Too much of a data scientists time is focused on data cleansing and not enough on the math
As a former computational chemist, I rode into the world of data science on a wave of eigenvectors and correlations functions.
I remember my first few interviews — before I knew what a KPI or EBITDA was — and thought I was being asked some very odd questions. It felt like I was given an intro to data science exam: What is overfitting? Can you write this SQL query? If a train is leaving NY Penn Station at 2pm at 50 miles an hour…. You get the picture.
Nobody handed me data sets asking me to poke at it and see what I could find. Though, from the jobs descriptions, everyone was totally into data-driven decisions. Super into it. It was cooler than Sharknado and twerking (it was 2013). So, the fact that they weren’t trying to hire people who could actualize data-driven decisions was perplexing.
The first thing I did when I got to my new job was get a project where I was given some data presented to me as useful for feature generation and then a problem, how we could use this data to optimize some KPI (key performance indicator for my not-yet-in-business future data science colleagues).
I was just a junior data scientist (albeit my then company’s first), but as I started to look at the data, I realized the task wasn’t so simple. The consultant we hired had built this large machine learning model (published right from the oracles at Google), but when I compared it to the simplest methods it wasn’t able to outperform anything.
The reason? The data we were using was modelled data — not raw data. And modelling on top of modelled data is like making new hot dogs by cobbling together bits of other hot dogs. (FRANKenstein’s hotdog?)
The answer was clear — GIVE ME RAW DATA.
Luckily for me, I was at a small company and the business development (BD) lead and I happened to play on our company’s soccer team together. (Worst team in the league, baby!) In between getting hit in the face by the opposing team’s throw-ins and nursing our wounds, he was able to go and secure some high-quality raw data from a data provider (which you can now buy on the Narrative platform, btw). My models went from about as good as coin-flipping to hitting it out of the park. (Sadly, my soccer skills did not improve appropriately.)

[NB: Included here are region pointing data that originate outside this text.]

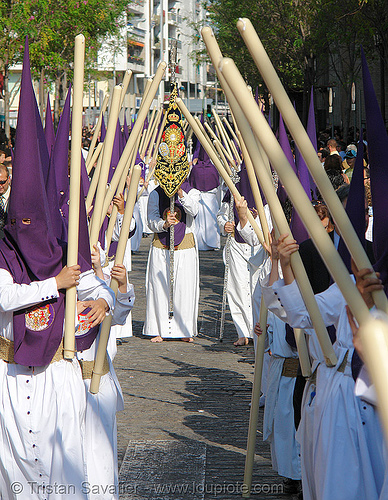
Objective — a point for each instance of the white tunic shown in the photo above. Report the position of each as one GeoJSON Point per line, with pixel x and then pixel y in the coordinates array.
{"type": "Point", "coordinates": [42, 409]}
{"type": "Point", "coordinates": [206, 227]}
{"type": "Point", "coordinates": [279, 426]}
{"type": "Point", "coordinates": [186, 278]}
{"type": "Point", "coordinates": [347, 439]}
{"type": "Point", "coordinates": [100, 419]}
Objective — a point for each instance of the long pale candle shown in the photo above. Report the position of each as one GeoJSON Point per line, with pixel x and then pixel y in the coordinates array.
{"type": "Point", "coordinates": [74, 193]}
{"type": "Point", "coordinates": [105, 165]}
{"type": "Point", "coordinates": [105, 328]}
{"type": "Point", "coordinates": [125, 84]}
{"type": "Point", "coordinates": [278, 215]}
{"type": "Point", "coordinates": [95, 156]}
{"type": "Point", "coordinates": [243, 129]}
{"type": "Point", "coordinates": [295, 190]}
{"type": "Point", "coordinates": [217, 164]}
{"type": "Point", "coordinates": [308, 152]}
{"type": "Point", "coordinates": [136, 130]}
{"type": "Point", "coordinates": [374, 339]}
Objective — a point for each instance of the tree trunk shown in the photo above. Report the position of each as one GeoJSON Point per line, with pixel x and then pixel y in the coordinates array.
{"type": "Point", "coordinates": [56, 102]}
{"type": "Point", "coordinates": [41, 95]}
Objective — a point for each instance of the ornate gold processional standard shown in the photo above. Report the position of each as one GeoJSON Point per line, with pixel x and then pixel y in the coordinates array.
{"type": "Point", "coordinates": [172, 165]}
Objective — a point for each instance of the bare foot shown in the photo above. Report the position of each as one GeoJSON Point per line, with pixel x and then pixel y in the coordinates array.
{"type": "Point", "coordinates": [241, 341]}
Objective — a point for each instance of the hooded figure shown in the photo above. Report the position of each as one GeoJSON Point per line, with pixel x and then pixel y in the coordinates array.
{"type": "Point", "coordinates": [42, 395]}
{"type": "Point", "coordinates": [204, 177]}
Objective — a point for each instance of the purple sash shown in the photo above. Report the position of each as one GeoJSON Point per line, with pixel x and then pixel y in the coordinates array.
{"type": "Point", "coordinates": [164, 205]}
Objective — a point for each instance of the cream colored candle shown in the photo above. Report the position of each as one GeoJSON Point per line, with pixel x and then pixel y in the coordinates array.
{"type": "Point", "coordinates": [295, 190]}
{"type": "Point", "coordinates": [255, 191]}
{"type": "Point", "coordinates": [105, 328]}
{"type": "Point", "coordinates": [224, 150]}
{"type": "Point", "coordinates": [374, 338]}
{"type": "Point", "coordinates": [74, 193]}
{"type": "Point", "coordinates": [217, 164]}
{"type": "Point", "coordinates": [255, 401]}
{"type": "Point", "coordinates": [159, 138]}
{"type": "Point", "coordinates": [154, 134]}
{"type": "Point", "coordinates": [105, 165]}
{"type": "Point", "coordinates": [88, 162]}
{"type": "Point", "coordinates": [278, 216]}
{"type": "Point", "coordinates": [308, 152]}
{"type": "Point", "coordinates": [125, 84]}
{"type": "Point", "coordinates": [94, 181]}
{"type": "Point", "coordinates": [136, 131]}
{"type": "Point", "coordinates": [149, 133]}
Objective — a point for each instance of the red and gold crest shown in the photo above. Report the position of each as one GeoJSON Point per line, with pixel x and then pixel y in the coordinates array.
{"type": "Point", "coordinates": [172, 166]}
{"type": "Point", "coordinates": [39, 318]}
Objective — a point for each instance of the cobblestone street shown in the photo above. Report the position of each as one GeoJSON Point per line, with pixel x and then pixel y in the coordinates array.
{"type": "Point", "coordinates": [184, 429]}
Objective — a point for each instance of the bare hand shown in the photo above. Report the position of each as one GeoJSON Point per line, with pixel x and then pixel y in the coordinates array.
{"type": "Point", "coordinates": [229, 227]}
{"type": "Point", "coordinates": [171, 220]}
{"type": "Point", "coordinates": [68, 277]}
{"type": "Point", "coordinates": [354, 328]}
{"type": "Point", "coordinates": [96, 258]}
{"type": "Point", "coordinates": [98, 310]}
{"type": "Point", "coordinates": [258, 331]}
{"type": "Point", "coordinates": [367, 284]}
{"type": "Point", "coordinates": [119, 202]}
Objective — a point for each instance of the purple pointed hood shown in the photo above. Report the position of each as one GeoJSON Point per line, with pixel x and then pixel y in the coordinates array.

Some of what happened to me is serendipity because I’m inquisitive and my company let me poke at things until I felt like I understood the problem. Plus, I also happen to like playing soccer. But how can you set up your data science team so you don’t have to rely on a Ph.D’s outgoingness and delusions of athleticism?
It’s not enough to know the difference between an SVM and an SVD. Check a prospective data scientist’s intuition and data literacy by giving more open ended problems with real data and give them adequate time to explore it.
Walk through their thought process with them. Are they curious about the data? Can they see possibilities in the records? Don’t limit data science interviews to trivia questions from an online course or brain teasers.
Remember the science part of data science. That means being able and having time to poke at things. If you don’t let your data scientists play a bit, then you don’t have a data scientist. You have an improperly labelled data engineer or data analyst. (Some of my best friends are data engineers and data analysts!)
Offer them open ended business goals, such as the need to improve conversion rate and what can be done to get there. And don’t make it this amorphous self-regulated 20% time, because we all know product and business priorities creep in. Why not the first week of the month?
The most meaningful contributions I’ve made at my job have all come from such weeks where I was taken off of standard product sprint work and tasked with solving a problem.
So often BD will drop some new data onto an overworked data scientist’s lap and ask whether it’s useful, then request an answer by the following week.
The answers are maybe and almost certainly not. Why? Because they’re busy doing very important sprint work! They don’t have time to look at this unrelated data set at that very moment.
The process is backwards. The question should be initiated by data scientists when they need data they can use to build such-and-such model. Then it should be handed off to BD to locate, not the other way around.
In my experience, by the time I’d figured out the data sets BD had thrown at me were useful, we’d had it sitting in our data stores for half a year. The contracts were signed way too early; a total waste of money.
No need to ask their product owner to talk to the head of product to chat with the head of BD until their request for raw contextual data yields someone signing a contract for some data management platform’s modeled-out demographic data — a full quarter later. (“This is what you wanted right?”)
Extra bonus, it frees up BD to actually develop the business instead of hungry-hungry-hippoing all the data they can get their hands on and hoping someone downstream will actually use it.
Companies need to change how they build their data science team if they want to get the more out of data and get it faster. Find the right data scientists, then give them the autonomy to do work that will actually meet goals. And stop relying on the same old processes that don’t work and start exploring new ways to find data.